In advance of this month's
publication of
Dorothy Day's journals and next month's 75th anniversary of the
Catholic Worker Movement, the New York writer, activist and "model of holiness" -- whose
cause for canonization opened in 2000 -- is
the lead story in this week's
Tablet:
For much of her life, Dorothy Day, co-founder of the Catholic Worker Movement, was regarded as a prophetic if somewhat marginal figure in the American Catholic Church. Her combination of traditional piety and her radical stance on social and political issues posed a paradox for many people. She attended daily Mass, read the breviary, said the Rosary, and considered herself in all religious matters a "loyal daughter of the Church". At the same time she called herself an anarchist and backed up her pacifist convictions with tax resistance and repeated acts of civil disobedience....
The publication this month of Day's diaries, sealed for 25 years after her death in 1980, offers a new, intimate portrait of her activities and inner life. The Duty of Delight - a title drawn from a favourite line of Ruskin - covers her journey from the earliest days of the Catholic Worker Movement until the final weeks of her life. In a sense, the movement and Day's lifelong vocation were a response to a question she had posed herself as a child: "Where were the saints to try to change the social order, not just to minister to the slaves, but to do away with slavery?"
Many have long believed that Dorothy Day was the model for a new form of holiness. In 2000 the Vatican lent weight to this opinion when it formally accepted her cause for canonisation and bestowed the title "Servant of God". Her diaries certainly support this cause. Almost every page describes her intense spiritual focus and the discipline of prayer and worship that formed the structure of her daily life. "Without the Sacraments of the Church," she wrote, "I certainly do not think that I could go on." At the same time, the diaries chronicle her sometimes complicated relationship with church authorities, and her capacity to combine great love of the Church with suffering over its sins and failings. [Summed up by Day's famous line that "She's a whore, but she's my mother."]
In the annals of the saints, Day's diaries offer something unusual: an opportunity to follow, almost day by day, in the footsteps of a holy person. Through these writings we can trace the movements of her spirit and her quest for God. We can see her praying for wisdom and courage in meeting the challenges of her day. But we also join her as she watches television, devours mystery novels, goes to the movies, plays with her grandchildren and listens to opera.
While she was a witness or participant in many of the great social and ecclesial movements of her day, her diaries are a reminder that most of any life is occupied with ordinary activities and pursuits. Inspired by her favourite saint, Thérèse of Lisieux, Day was convinced that ordinary life was the true arena for holiness. Her spirituality was very much focused on the effort to practise forgiveness, charity and patience with those closest at hand.
Like most holy people, she often fell short of her ideals. We know this because she herself calls attention to her faults - her impatience, her capacity for anger and self-righteousness. "Thinking gloomily of the sins and shortcomings of others," she writes, "it suddenly came to me to remember my own offences, just as heinous as those of others. If I concern myself with my own sins and lament them, if I remember my own failures and lapses, I will not be resentful of others. This was most cheering and lifted the load of gloom from my mind. It makes one unhappy to judge people and happy to love them."...
In response to the insecurity, the sorrows, and drudgery of life among the "insulted and injured", she tried always to remember "the duty of delight": "I was thinking how, as one gets older, we are tempted to sadness, knowing life as it is here on earth, the suffering, the Cross. And how we must overcome it daily, growing in love, and the joy which goes with loving."
I knew Dorothy Day in the last five years of her life and I have spent many years since then studying her writings. The portrait that emerges in her diaries very much reflects the woman I knew: her interest in the concrete and particular over abstract theories, her love of literature, her eye for beauty, her capacity for joy, her spirit of adventure. And yet in transcribing and editing her diaries even familiar facts stood out in new ways.

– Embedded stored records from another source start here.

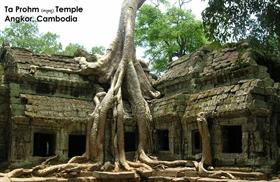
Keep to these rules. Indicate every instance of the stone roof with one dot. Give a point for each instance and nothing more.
(21, 63)
(228, 100)
(45, 107)
(221, 82)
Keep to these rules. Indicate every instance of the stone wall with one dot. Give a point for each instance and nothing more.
(237, 88)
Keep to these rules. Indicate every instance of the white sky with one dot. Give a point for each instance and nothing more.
(96, 25)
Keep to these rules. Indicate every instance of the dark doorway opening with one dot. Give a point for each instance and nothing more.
(232, 139)
(43, 88)
(44, 144)
(162, 140)
(76, 145)
(130, 141)
(196, 142)
(278, 133)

I knew, for instance, that she was a woman of prayer. And yet it is striking to see that almost every entry begins with her rising at dawn to attend an early Mass. I knew of her devotion to her daughter and yet it was fascinating to follow her close involvement in Tamar's large family (she had nine children), with whom she moved in for months at a time, rejoicing in the pleasures of her grandchildren, at other times coping impatiently with their adolescent moods.

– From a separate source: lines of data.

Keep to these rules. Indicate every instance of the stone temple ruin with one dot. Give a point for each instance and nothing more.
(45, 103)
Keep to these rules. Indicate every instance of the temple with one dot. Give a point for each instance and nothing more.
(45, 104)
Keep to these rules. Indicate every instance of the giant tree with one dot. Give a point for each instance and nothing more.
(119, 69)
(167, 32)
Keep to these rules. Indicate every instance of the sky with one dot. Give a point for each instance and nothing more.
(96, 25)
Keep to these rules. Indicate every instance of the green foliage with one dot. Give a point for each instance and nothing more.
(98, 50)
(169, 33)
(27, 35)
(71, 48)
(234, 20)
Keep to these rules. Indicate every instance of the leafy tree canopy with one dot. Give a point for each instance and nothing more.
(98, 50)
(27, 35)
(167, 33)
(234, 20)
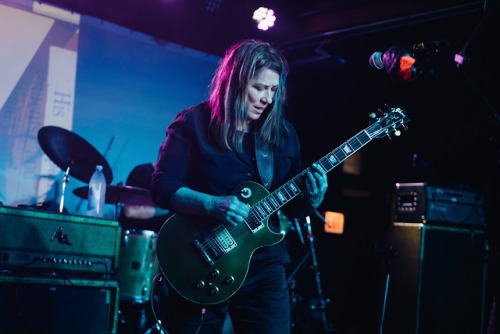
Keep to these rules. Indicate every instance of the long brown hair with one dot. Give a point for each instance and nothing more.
(228, 98)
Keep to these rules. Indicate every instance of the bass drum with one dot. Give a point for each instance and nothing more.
(138, 265)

I knew that she had taken a six-month break from the Catholic Worker Movement during the Second World War. But I was surprised to learn that she seriously contemplated leaving the movement altogether. "What I want to do is get a job, in some hospital as ward-maid, get a room, preferably next door to a church; and there in the solitude of the city, living and working with the poor; to learn to pray, to work, to suffer, to be silent."